ひょっとしてフランクが二人の前に現れなかったら、このまま二人は依存し合い、世間から離れてふたりきり引きこもりの日々になり、ヘンリーも自立したり家族を持つことができず、年老いた母とその年金をあてにして生きる独り身の息子…という未来もあり得ただろう。
そこへ、フランクが現れた。
アデルは愛息ヘンリー一筋だったが、もう一度人生をやり直す相手に出会え、希望に輝き出す。
しかし、ここでかわいそうなのはヘンリー。
父親のように感じられたフランクが、恋人のように大切にしていた母を奪う相手…という葛藤。
ラブラブな二人に、自分は捨てられるのでは…という不安。
そして自分は決して踏み込みうることのない母の性的な部分に、フランクはあっけなく入り込み、夜になると”リズム”を刻んでるのだ…という、思春期ならではの悶々とした思い。
ぶっちゃけ、フランクとアデルは自分ら都合で息子を彼らの逃避行の道ずれにして、学校の初日に授業に出させなかったり、いきなり転校させたり、アデルがやってることは児童虐待案件である。
ヘンリーは普通ならグレちゃいそうな酷い扱いだ。
でも、フランクが現れたおかげで、アデルは彼が服役中もずっと待ち続けていた姿を見てヘンリーはそんな母の様子に諦めをつけられた。
父親のもとで育ち、どうやらパートナーにも恵まれ、フランク仕込みのパイを作るシェフにもなって自立できた。
ヘンリーにとって、こういう展開でしか、乳離れはできなかったのだ。
そして十数年を経てアデルのもとにもフランクが戻り、この母子はハッピーエンドを迎える。
時間と悲しみは費やされたが、フランクのおかげで、母子の本来あるべき姿になれたといううまいオチだと私は思う。

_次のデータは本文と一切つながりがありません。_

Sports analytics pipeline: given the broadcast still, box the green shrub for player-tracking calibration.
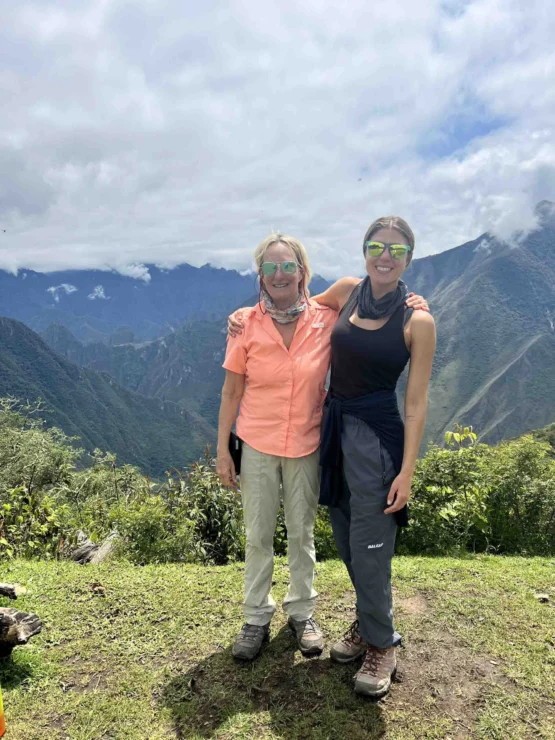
[0,486,64,558]
[161,450,245,565]
[111,495,197,565]
[484,435,555,555]
[398,445,489,554]
[314,506,339,560]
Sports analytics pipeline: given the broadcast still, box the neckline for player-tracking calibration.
[347,304,399,332]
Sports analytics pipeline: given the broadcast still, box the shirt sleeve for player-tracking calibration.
[223,329,247,375]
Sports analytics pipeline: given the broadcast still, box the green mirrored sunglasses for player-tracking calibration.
[260,262,298,275]
[364,241,412,260]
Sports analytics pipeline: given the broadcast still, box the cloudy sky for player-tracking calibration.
[0,0,555,277]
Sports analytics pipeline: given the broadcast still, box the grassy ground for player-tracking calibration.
[0,557,555,740]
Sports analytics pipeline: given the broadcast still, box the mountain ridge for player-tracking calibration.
[0,317,215,475]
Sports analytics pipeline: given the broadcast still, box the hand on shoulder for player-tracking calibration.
[227,306,256,337]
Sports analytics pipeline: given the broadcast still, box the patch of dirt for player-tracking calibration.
[61,671,109,694]
[386,632,512,740]
[393,591,429,615]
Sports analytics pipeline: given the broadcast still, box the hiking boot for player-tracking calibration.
[355,645,397,698]
[330,619,368,663]
[287,617,324,655]
[233,622,270,660]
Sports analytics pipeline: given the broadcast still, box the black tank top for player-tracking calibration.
[330,285,412,399]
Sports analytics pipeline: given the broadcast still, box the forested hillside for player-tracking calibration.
[0,318,215,475]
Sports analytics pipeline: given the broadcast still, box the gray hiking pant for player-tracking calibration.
[329,414,401,648]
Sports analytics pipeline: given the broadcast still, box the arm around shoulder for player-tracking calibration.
[313,277,360,311]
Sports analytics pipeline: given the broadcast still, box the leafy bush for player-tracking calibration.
[0,399,555,565]
[111,495,198,565]
[399,430,555,555]
[161,450,245,565]
[484,435,555,555]
[0,486,63,558]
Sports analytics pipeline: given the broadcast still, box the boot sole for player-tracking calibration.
[287,622,324,658]
[231,634,270,663]
[299,645,324,656]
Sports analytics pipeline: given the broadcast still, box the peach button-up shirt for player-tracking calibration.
[223,300,337,457]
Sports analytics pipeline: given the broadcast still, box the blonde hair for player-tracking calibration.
[253,232,312,296]
[362,216,415,265]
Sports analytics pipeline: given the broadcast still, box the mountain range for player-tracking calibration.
[0,318,215,476]
[0,264,328,344]
[0,201,555,468]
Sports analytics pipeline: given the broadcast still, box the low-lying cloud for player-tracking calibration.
[0,0,555,282]
[87,285,109,301]
[46,286,78,303]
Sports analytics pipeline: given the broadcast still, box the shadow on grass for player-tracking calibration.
[0,655,33,690]
[161,627,385,740]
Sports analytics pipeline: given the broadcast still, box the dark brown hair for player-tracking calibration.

(ちなみに、序盤で母子がスーパーに出かけた時、ハラボテの女性が映っていた時、私はなんか引っかかるものがあった。
なぜここでハラボテ女?
でも、それは伏線だったわけですね。)
少年時代のヘンリ―役の子は実にお顔といい表情といい適役。
母親を大切にするマザコンフェイス、基本的にノーが言えない弱気そうな眉と目元、彼が息子役ではなかったら、点数も下がっていたと言ってもいいくらいの逸材だ。